Keputusannya menetap di tanah Jawa bukan tanpa
alasan. Datang ke Indonesia sebagai wartawan, mengenalkan ia pada dunia baru. Disini
ia temukan oase. Ia temukan kesakralan dalam sastra Jawa. Ia betul terkesiap
akan bunyinya. Tembang Centhini serupa magnet baginya. Sastra Perancis, menurut
Eli, adalah sastra dari otak. Ada unsur intelektualitas disana. Tapi di Jawa
tidak. Sastra itu sakral. Suaranya, guratannya. Elizabeth terpelet pesona
sastra Jawa. Ia merasa betul kosmologi peralihan Eropa-Jawa. Ia ingin
persembahkan karya untuk Perancis. Centhini inilah rupanya.

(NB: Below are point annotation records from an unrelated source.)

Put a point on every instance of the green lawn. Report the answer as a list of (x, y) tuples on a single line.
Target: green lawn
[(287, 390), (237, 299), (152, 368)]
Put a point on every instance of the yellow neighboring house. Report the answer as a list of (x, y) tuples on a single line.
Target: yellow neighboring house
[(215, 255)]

Elizabeth dalam merasuk pada budaya Jawa saat ia
melahirkan putrinya di tanah Jawa. Seorang turis melahirkan anak di negara
orang adalah sebuah putusan konyol. Dan Eli melakukannya. Sudah barang tentu, dengan alasan ini itu, ibunya
yang seorang dokter di Perancis melarang. Eli kukuh. Bagi Eli, melahirkan di
Jawa, ia merasa kesakralan merambati tubuh. Ari-ari bayinya ia tanam di tanah. Persis
seperti laku orang Jawa. Ia merasa bayinya adalah bayi Jawa. Ia adalah seorang
ibu Jawa. Begitu pun sastra. Sastra dan perilaku melahirkan adalah sama.
Keduanya berproses dengan penuh cinta dan kesabaran.

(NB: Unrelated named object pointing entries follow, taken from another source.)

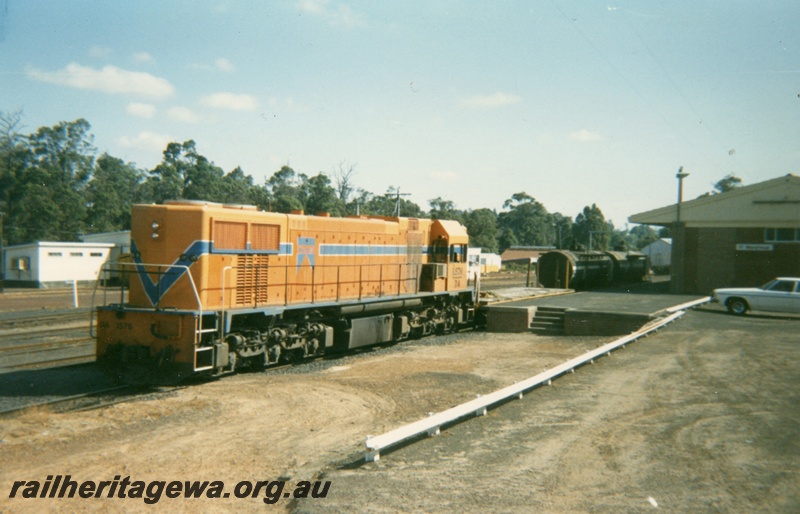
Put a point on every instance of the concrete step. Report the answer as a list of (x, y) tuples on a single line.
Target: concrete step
[(548, 321)]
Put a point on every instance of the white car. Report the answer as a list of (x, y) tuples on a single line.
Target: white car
[(779, 295)]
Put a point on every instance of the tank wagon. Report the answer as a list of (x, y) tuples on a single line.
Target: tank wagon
[(590, 270), (216, 288)]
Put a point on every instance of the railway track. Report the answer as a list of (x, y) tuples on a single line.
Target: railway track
[(12, 322)]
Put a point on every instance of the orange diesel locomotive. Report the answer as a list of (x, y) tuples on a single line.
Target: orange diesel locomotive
[(216, 288)]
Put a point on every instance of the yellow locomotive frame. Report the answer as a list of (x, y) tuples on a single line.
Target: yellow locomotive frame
[(213, 287)]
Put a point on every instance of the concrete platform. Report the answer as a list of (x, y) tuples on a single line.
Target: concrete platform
[(632, 303), (564, 312)]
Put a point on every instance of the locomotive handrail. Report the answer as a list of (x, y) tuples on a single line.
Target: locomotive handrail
[(360, 281), (169, 268)]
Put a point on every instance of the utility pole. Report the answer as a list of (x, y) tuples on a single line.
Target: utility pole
[(678, 250), (398, 194)]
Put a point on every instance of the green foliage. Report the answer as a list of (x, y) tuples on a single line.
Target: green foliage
[(591, 232), (482, 229), (110, 194), (527, 220)]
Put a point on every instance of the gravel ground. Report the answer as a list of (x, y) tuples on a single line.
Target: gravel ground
[(700, 417)]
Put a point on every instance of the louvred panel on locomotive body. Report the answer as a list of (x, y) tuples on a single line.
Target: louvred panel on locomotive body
[(239, 257)]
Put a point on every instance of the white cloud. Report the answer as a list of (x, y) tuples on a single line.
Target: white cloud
[(142, 57), (232, 101), (288, 105), (110, 79), (585, 136), (147, 141), (444, 175), (337, 14), (100, 52), (141, 110), (496, 100), (183, 114), (224, 64)]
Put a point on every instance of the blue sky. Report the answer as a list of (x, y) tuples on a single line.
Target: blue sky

Sore itu, Elizabeth datang berkunjung beriring
bingung. Mbah Prapto tak mengabar jelas kondisi kami. Mbah menyebut kami tengah
berlaku workshop. Mbah Prapto memang gak jelas, itu gambaran Mas bandung. Kami
yang sedang sinau dikata workshop. Mana mungkin ada workshop di bilik serupa
ini. Disini, kami tak kenal aturan-aturan semacam itu. Kami terbahak. Eli celingukan,
bingung. Pelan, Mas Bandung coba mengurai gamblang. Bahwa kami disini sinau, bukan workshop lebih-lebih
seminar. Bahwa rumah ini dibangun sebagai rumah bersama. Siapapun boleh singgah.

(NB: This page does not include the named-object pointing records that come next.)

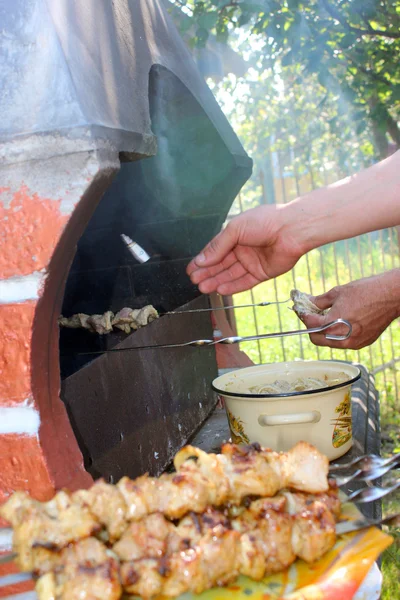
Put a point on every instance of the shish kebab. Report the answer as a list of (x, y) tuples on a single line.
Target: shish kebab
[(100, 542)]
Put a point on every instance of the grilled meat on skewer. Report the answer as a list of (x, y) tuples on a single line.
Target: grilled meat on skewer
[(200, 480), (88, 572), (203, 479), (157, 556), (40, 528)]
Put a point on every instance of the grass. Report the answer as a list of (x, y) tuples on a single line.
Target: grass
[(318, 272)]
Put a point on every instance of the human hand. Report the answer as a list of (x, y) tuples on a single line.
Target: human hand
[(369, 304), (255, 246)]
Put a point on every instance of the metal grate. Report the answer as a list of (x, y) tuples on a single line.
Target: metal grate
[(315, 273)]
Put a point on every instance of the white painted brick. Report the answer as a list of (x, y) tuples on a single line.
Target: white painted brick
[(21, 288), (22, 420)]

Siapapun diperkenankan bermukim di bilik ini. Sinau bareng. Itulah niat Mas
Bandung membangun bilik ini. Lelaki ini ingin, belajar kembali di rumah. Ia
telah bosan melihat sekolah, kampus, juga lembaga bimbingan belajar. Mereka
semua mengekang. Kaku terasa.
Pun menyoal perpustakaan. Mas Bandung mengungkap perihal
nyata. Jawa sebetulnya tak punya perpustakaan dengan segala rupa aturannya.
Perpustakaan adalah tubuh, rumah,dan desa. Sekeliling kita adalah perpustakaan.
Itu konsepsi Jawa. Eli menemukan ruh yang telah hilang di Barat. Mereka, bangsa
barat, meletakkan material pada posisi paling tingi. Itulah mengapa
perpustakaan di Negara-negara barat indah rupanya. Tertata apik. Mereka
memanjakan pembaca dengan beragam fasilitas dan aturan. Kaku.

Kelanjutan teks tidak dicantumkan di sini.